This is a talk I gave a few years ago, when I was serving in the Timpanogos Stake Young Women Presidency. Since it has been a good long while since I posted anything, I thought I'd share this to go along with my "40 Days Closer to Christ" reading challenge that I am working on. Much of this talk came directly from Professor Swift's beautiful words.
Two Loaves and One Fish
Thursday, April 21, 2011
2 weeks ago, I had the opportunity to attend the BYU Easter Conference where
Charles Swift, an associate professor of ancient scripture, shared some
insights into three important New Testament stories, all found in chapter 14 of
Matthew. I was really touched by his talk, and so would like to share one of
those stories and some of the things that I learned as I reread this
chapter with new eyes.
John the Baptist was killed by King Herod, the disciples buried his body and
then came to tell the Savior of his death.

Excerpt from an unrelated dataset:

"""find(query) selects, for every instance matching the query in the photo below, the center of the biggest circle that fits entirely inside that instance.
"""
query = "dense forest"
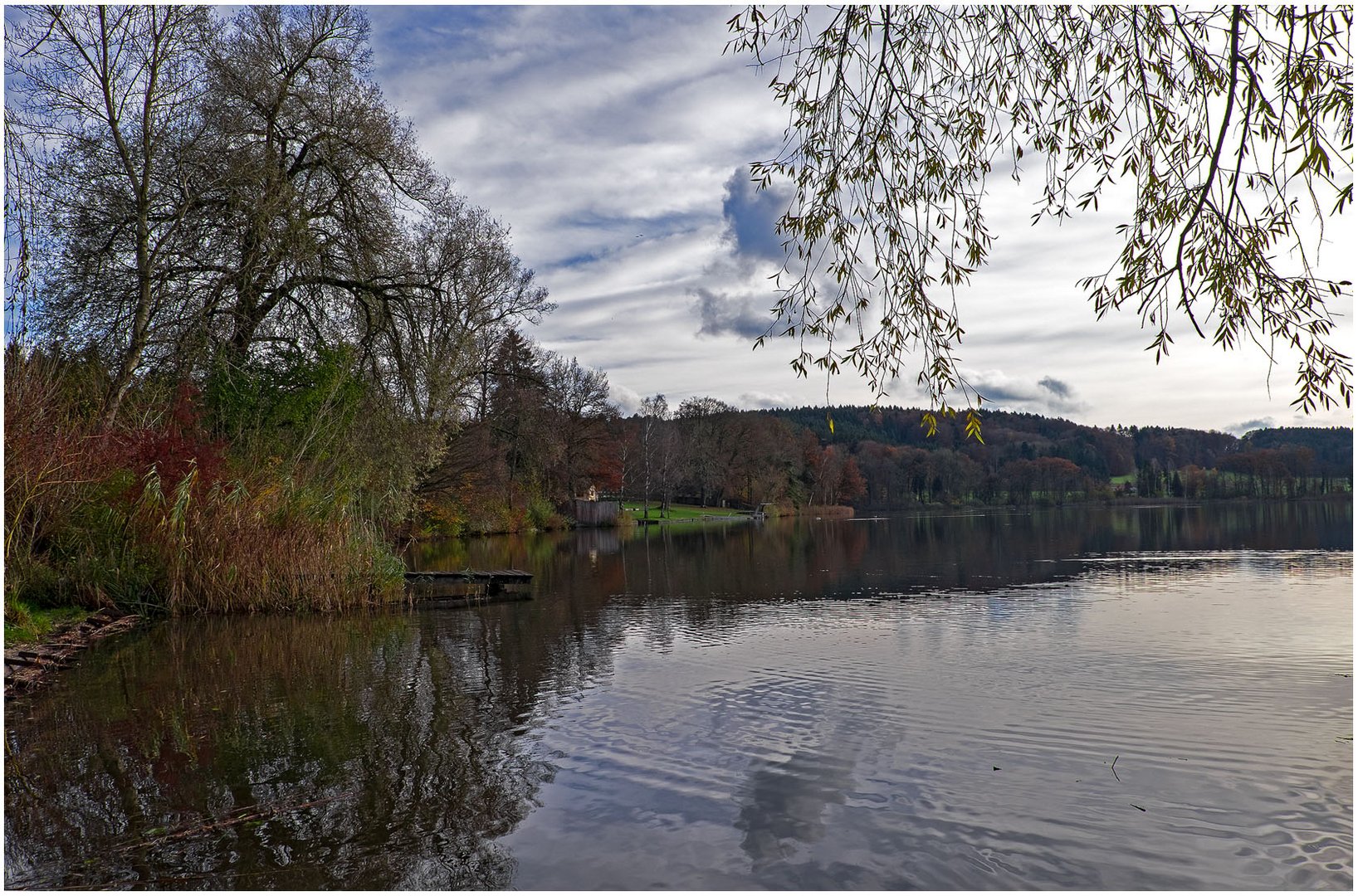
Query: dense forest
(257, 341)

We read that “when Jesus heard of it, he departed thence… into a desert place apart.(vs13)”
Imagine how the Savior must have felt to hear this news. John was his
cousin, the prophet that was called to prepare the way for the Lord’s own
ministry. Perhaps he went to this desert place to contemplate, to grieve, to
get some space and regroup and just simply to mourn. Surely he felt the need
for privacy and for some time to commune with his Father. And yet in that same
verse, we read “and when the people had
heard thereof, they followed him on foot out of the cities. And Jesus went
forth, and saw a great multitude, and was moved with compassion toward them and
he healed their sick. (vs13-14)”
remarkable is the selflessness the Savior demonstrated here. Any one of us in a
similar situation might long for some solitude and peace – and rightly deserved
– but He took compassion on the multitude and healed them. How long this went
on, Matthew leaves to our imaginations, but it mentions that “when it was evening, (so who know how
many hours had passed at this point) the
disciples came to him, saying, This is a desert place…send the multitude away,
that they may go into the villages, and buy themselves victuals.”
They were in an uninhabited place, it was late, with thousands of people who had no food. There had been no plan or expectation to take care of this impromptu crowd. It was a perfectly reasonable and sensible suggestion to make, to send them off to the villages to find food for themselves. Jesus had just healed their sick. He had spent perhaps hours ministering to them. It had been a long, heart-breaking day for him. And yet the Savior’s response? “They need not depart; give ye them to eat.” It may be easy to overlook this response, or to consider it just a piece of dialogue. We may think that this is simply another story to show that the Savior could perform miracles. But what can we learn about the Savior, beyond the fact that he didn’t want them to leave? How often, for example, do modern-day disciples of Christ, weary after a long Sunday of service, or after yet another endless Wednesday night activity, have someone come to them in need? How often do we hear the Spirit whisper in our ear “Do not turn them away, but feed them.”?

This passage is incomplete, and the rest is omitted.